Now there is resistance. On the ground this has come in the form of the Iraqi military and especially Kurdish militias enjoying perhaps their first ever serious wave of international support. From the air it has taken the form of US strikes, that have clearly pushed ISIS back from the Kurdish city of Erbil, and helped deliver the strategically crucial Mosul Dam into Kurdish hands. For the moment, the Americans are pretty chuffed: "their morale is suffering, their competency and capacity has been damaged" declared the Pentagon press secretary this week.
This could, of course, be the Obama administration's own spin. But James Foley's execution suggests there is plenty of truth to it. This is not a local act of intimidation intended to establish and consolidate the power of a fledgling, self-declared state. This is a global broadcast intended to draw a reaction from a global audience. And it is this fact alone – far more than the literal content of the threats ISIS is making – that speaks volumes, here. This week ISIS left behind its Jacobin pretensions and returned to its al-Qaedaist nature. It went from Terror (which is what the state does), to terrorism (which is what the militant without a state does).
Thus are ISIS's motives abundantly plain. It is doing what terrorist groups must do: recruiting. And the best way to do that is to agitate and provoke; to radicalise the environment. On this score, ISIS is treading an extremely well-worn path. The aim is to put on a show of commitment and strength; something so confident and shocking that it will impress potential recruits.
That's why Foley had to be humiliated before being killed. It's why his death had to be gruesome. It's a message calculated to give young radicalised Muslims a sense of power. Indeed, we've seen this before – about a decade ago, from Abu Musab al-Zarqawi's al-Qaeda in Iraq. As it happened, al-Zarqawi's campaign ended abruptly because it was hopelessly counterproductive. It repulsed the very people it was intended to impress, and the al-Qaeda leadership pulled al-Zarqawi into line. ISIS, as is frequently noted, is a more extreme incarnation of al-Qaeda, but it is hard to believe it would pursue this if it believed the practice would still be self-defeating. So it must have reason to believe it will work differently this time.
That reason is most likely that it is operating in radically different circumstances. Ten years ago the US invasion was young and the carnage was fresh. America's presence was a major radicalising force in itself, which had energised jihadists all over the world. For al-Qaeda to behead civilians on film was merely for it to be gratuitous, and to compromise whatever moral appeal it claimed for itself. But now, America has left. Its present military reprise is very narrow and limited, nothing like the scale of shock and awe. Moreover it appears determined to keep it that way.
That doesn't work for ISIS. It needs America. More to the point, it needs American intervention on a much grander scale. However much it protests that it wants Obama to cease air strikes, it plainly seeks the opposite: to provoke the American public with something impossible to ignore, something so grotesque that it demands retaliation. ISIS wants the American public screaming for Obama to escalate.
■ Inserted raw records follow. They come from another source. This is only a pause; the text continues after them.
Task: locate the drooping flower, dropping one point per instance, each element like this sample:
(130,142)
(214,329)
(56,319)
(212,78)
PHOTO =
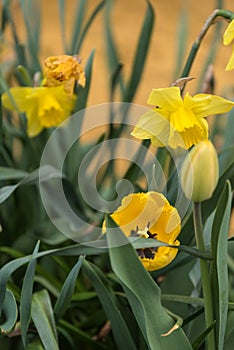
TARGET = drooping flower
(149,215)
(65,70)
(44,107)
(177,121)
(228,37)
(199,162)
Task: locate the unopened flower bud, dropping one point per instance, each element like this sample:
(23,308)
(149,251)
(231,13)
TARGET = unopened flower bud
(200,172)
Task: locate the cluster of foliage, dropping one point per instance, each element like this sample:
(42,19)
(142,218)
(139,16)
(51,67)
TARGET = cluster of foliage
(98,293)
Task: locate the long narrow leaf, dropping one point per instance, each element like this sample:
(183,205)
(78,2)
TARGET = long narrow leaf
(67,291)
(119,328)
(26,296)
(10,313)
(43,318)
(219,243)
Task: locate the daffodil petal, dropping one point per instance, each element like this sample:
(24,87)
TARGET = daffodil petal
(163,257)
(18,94)
(166,98)
(228,35)
(152,124)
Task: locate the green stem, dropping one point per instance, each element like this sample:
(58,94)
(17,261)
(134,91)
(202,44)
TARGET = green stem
(211,20)
(204,275)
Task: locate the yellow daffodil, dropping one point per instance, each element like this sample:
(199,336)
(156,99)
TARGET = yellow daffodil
(149,215)
(65,70)
(44,107)
(228,37)
(177,121)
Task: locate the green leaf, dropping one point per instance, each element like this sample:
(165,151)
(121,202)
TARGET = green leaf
(11,173)
(5,273)
(142,293)
(141,53)
(43,318)
(67,291)
(78,22)
(119,328)
(26,296)
(200,340)
(10,313)
(62,12)
(219,244)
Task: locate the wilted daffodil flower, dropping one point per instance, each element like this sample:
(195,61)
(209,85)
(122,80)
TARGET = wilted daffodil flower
(149,215)
(44,107)
(200,172)
(51,103)
(64,70)
(228,37)
(177,121)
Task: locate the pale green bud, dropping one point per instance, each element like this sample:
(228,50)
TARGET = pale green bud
(200,172)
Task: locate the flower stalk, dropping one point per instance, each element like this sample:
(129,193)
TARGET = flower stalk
(206,287)
(228,15)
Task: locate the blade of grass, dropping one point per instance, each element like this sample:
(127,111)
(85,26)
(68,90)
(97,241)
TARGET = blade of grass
(219,272)
(67,291)
(119,328)
(43,318)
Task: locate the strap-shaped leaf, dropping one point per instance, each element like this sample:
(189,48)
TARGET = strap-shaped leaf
(26,296)
(219,243)
(10,313)
(43,318)
(67,291)
(119,328)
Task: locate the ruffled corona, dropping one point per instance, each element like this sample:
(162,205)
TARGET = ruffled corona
(65,70)
(178,122)
(44,107)
(149,215)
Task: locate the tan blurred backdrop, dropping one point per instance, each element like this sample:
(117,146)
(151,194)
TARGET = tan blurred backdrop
(127,18)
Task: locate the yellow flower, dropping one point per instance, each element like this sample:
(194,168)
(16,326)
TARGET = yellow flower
(149,215)
(228,37)
(65,70)
(45,107)
(177,121)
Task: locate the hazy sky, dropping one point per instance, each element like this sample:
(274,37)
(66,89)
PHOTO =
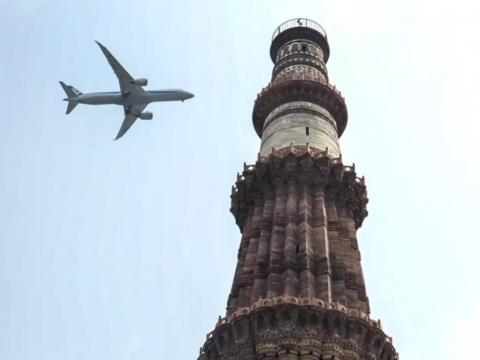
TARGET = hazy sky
(126,250)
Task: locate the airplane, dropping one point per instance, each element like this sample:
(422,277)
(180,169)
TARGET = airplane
(132,96)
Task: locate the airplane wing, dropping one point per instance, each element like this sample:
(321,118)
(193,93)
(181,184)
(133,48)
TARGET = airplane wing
(131,114)
(123,76)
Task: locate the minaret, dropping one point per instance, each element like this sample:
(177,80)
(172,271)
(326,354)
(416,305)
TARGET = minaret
(298,292)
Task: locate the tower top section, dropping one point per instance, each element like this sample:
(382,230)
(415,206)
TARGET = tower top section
(299,28)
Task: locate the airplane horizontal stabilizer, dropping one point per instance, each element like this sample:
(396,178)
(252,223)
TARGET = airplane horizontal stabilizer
(70,93)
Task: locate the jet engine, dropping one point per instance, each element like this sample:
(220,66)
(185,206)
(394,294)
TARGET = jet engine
(139,82)
(147,115)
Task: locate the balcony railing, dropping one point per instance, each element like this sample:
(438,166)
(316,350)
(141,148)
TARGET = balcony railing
(298,23)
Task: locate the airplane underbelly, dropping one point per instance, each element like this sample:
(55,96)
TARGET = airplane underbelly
(99,100)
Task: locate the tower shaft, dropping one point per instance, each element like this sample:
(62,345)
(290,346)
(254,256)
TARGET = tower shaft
(298,290)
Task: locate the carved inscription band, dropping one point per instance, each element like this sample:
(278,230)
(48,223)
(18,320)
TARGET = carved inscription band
(297,120)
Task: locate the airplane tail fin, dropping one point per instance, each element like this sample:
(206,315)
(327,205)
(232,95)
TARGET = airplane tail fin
(72,93)
(71,106)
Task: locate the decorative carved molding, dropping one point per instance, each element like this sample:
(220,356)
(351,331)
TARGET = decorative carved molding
(290,327)
(303,165)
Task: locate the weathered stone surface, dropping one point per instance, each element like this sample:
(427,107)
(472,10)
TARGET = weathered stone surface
(293,328)
(298,291)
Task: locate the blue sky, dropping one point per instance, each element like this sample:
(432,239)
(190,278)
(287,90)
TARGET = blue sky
(126,250)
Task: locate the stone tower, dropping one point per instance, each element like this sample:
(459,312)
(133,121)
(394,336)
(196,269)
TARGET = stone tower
(298,292)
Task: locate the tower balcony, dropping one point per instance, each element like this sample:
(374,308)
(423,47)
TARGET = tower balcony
(300,28)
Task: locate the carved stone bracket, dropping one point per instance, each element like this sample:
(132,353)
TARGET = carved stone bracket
(306,166)
(290,328)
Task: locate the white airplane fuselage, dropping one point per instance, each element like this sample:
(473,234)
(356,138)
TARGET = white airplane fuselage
(117,98)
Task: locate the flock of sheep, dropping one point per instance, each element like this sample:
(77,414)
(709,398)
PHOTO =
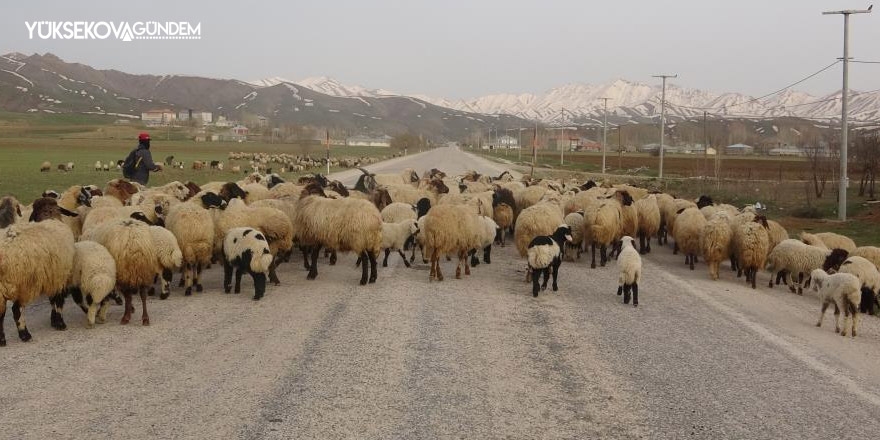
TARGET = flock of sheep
(94,244)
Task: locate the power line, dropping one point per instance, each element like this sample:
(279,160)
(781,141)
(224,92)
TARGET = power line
(763,96)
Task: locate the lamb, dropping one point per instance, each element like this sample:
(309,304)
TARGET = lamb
(131,244)
(450,230)
(545,255)
(844,291)
(395,236)
(340,224)
(829,240)
(35,259)
(868,276)
(487,231)
(689,225)
(398,212)
(92,280)
(649,221)
(575,221)
(537,220)
(792,257)
(169,257)
(247,251)
(752,246)
(629,263)
(715,242)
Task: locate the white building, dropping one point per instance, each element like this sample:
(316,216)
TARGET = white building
(160,116)
(369,141)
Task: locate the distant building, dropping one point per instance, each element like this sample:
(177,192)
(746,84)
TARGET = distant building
(739,149)
(509,142)
(160,116)
(787,150)
(195,115)
(368,141)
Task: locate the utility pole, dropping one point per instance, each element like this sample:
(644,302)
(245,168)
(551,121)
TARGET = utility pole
(604,134)
(534,151)
(844,179)
(663,118)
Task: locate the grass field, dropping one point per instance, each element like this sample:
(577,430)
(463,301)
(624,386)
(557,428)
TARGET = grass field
(777,183)
(28,140)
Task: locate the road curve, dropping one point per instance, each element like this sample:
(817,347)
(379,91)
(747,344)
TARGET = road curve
(470,358)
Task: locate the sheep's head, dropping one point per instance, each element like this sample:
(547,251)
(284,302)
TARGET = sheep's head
(84,197)
(704,201)
(231,190)
(760,219)
(191,190)
(48,209)
(834,260)
(211,200)
(10,209)
(313,189)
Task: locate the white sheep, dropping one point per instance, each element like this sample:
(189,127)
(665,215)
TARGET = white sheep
(193,227)
(92,280)
(545,256)
(488,229)
(843,290)
(245,250)
(395,236)
(37,259)
(868,275)
(689,225)
(792,258)
(629,263)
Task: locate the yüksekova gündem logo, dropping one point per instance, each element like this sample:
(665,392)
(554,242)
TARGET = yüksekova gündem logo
(108,30)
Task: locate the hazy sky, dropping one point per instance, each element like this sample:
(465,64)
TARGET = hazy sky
(459,49)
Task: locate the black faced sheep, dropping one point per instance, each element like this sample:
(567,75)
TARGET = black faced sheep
(245,250)
(545,255)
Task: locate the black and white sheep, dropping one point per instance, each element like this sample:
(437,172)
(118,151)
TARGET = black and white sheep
(245,250)
(545,256)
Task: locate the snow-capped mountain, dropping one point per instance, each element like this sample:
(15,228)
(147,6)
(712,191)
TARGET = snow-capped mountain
(632,100)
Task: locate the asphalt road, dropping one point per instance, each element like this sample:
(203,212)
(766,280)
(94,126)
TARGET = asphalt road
(471,358)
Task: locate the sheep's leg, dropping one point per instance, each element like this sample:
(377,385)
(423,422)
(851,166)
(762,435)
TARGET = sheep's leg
(313,270)
(403,256)
(145,318)
(535,283)
(364,267)
(57,319)
(227,277)
(196,279)
(474,260)
(18,317)
(273,275)
(593,252)
(167,275)
(2,321)
(188,276)
(374,265)
(90,314)
(259,285)
(333,257)
(102,312)
(238,274)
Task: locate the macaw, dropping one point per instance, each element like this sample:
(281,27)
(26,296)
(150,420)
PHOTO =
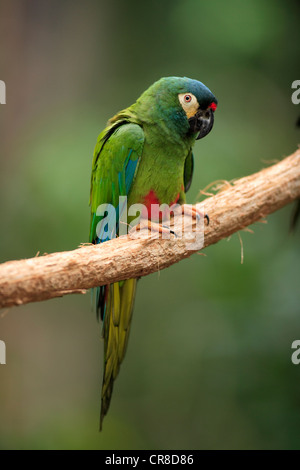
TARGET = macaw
(144,153)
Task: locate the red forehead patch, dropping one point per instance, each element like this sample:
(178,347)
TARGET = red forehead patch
(213,106)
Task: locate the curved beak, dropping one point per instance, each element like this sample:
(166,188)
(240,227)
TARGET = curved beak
(202,122)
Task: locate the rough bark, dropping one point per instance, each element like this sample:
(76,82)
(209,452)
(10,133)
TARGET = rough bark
(236,206)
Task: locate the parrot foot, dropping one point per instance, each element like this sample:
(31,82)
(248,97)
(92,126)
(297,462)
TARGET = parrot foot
(192,211)
(155,228)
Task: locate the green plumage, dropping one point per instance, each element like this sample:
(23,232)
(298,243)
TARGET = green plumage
(145,152)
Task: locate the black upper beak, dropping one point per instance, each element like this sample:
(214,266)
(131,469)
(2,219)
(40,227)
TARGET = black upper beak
(202,122)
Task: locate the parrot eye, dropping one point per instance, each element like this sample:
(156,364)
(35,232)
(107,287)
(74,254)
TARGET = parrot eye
(189,103)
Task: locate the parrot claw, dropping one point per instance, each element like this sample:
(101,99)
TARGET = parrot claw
(153,227)
(192,211)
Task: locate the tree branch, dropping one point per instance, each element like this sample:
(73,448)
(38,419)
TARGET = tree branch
(235,207)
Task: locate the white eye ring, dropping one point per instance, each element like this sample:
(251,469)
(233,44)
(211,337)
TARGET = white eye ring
(189,103)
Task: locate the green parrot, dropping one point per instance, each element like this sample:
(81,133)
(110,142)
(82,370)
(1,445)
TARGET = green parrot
(144,153)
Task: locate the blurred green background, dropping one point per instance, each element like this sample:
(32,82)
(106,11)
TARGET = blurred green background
(209,359)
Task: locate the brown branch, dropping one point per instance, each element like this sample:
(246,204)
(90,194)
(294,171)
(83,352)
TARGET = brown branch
(235,207)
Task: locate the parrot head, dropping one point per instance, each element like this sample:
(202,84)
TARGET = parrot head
(185,105)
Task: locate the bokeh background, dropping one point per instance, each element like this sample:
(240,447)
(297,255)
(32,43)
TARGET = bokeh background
(209,359)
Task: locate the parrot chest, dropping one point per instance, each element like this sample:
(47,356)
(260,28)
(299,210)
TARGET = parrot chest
(159,180)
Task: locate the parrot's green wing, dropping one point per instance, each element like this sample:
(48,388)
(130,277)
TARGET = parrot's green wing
(188,171)
(116,158)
It's about the oldest terrorist tactic there is. Provoke overreaction, provide a magnet for radicalisation, swell the ranks and watch the cycle of violence unfold. Indeed, this is precisely the story of the past decade or so. James Foley's murder is about whether or not that will be the story of the next one.
Waleed Aly is a Fairfax Media columnist. He hosts Drive on ABC Radio National and is a lecturer in politics at Monash University.